# Rahmen bauen, Bildrand soll gespiegelt werden



## mogli32 (6. Januar 2007)

Ich möchte bei einem bearbeiteten Bild einen 3 cm breiten Rahmen anhängen. Der Rahmen soll das Bildmotiv 3 cm umlaufend spiegeln. Nicht das ganze Bild sondern nur 3 cm von der Aussenkante gerechnet.
Ich habe CS1
Ich hoffe es kann mir jemand erklären wie das funktioniert.

Schon mal Danke im vorraus...


----------



## LRK (6. Januar 2007)

Ich verstehe das nicht genau. Willst du eine 3 cm dicke Konturlinie, die das Objekt im Bild umgibt? Und was soll dann gespiegelt werden? Könntest du eine Skizze zeichnen?


----------



## mogli32 (8. Januar 2007)

Ich habe hier ein Bild. Das möchte ich machen. Der Übergang soll nahtlos und 3 cm Breit sein !

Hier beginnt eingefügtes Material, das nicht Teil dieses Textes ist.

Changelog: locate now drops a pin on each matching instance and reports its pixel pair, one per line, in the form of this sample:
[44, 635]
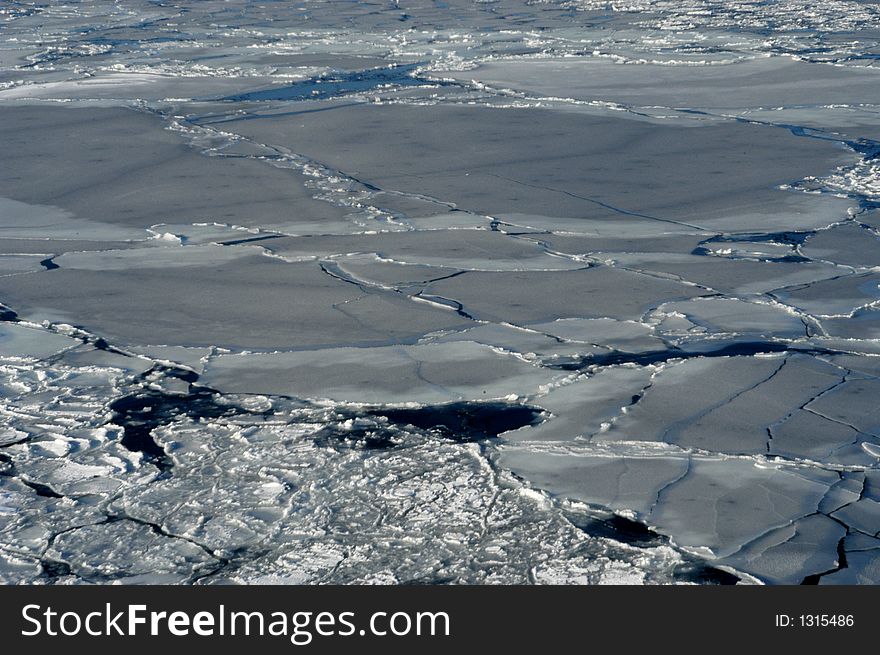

Ich hoffe mir kann das jemand, wenn Möglich schrittweise, erklären.

Dankeschön )))


----------



## Alexander Groß (8. Januar 2007)

Stell das Lineal auf cm um.

Zieh dir dann bei gedrückter Umschalttaste 4 Hilfslinien im 3 cm Abstand heraus. 

- Bild
- Arbeitsfläche
- Neue Größe
- relativ

je 6 cm

Weiter 4 Hilfslinien an die Aussenränder setzen

Auswahlrechteck nehmen und den jeweils zu spiegelnden Bereich auswählen (Hilfslinien erleichtern das ganze)

Strg+J kopiert das ganze auf eine neue Ebene
Strg+T Ruft transformationsmodus auf

Rechtsklick in Transformationsfläche lässt Untermenü erscheinen

Gewünschte Spiegelung vornehmen und mit Verschiebewerkzeug an die richtige Stelle schieben.



Alex


----------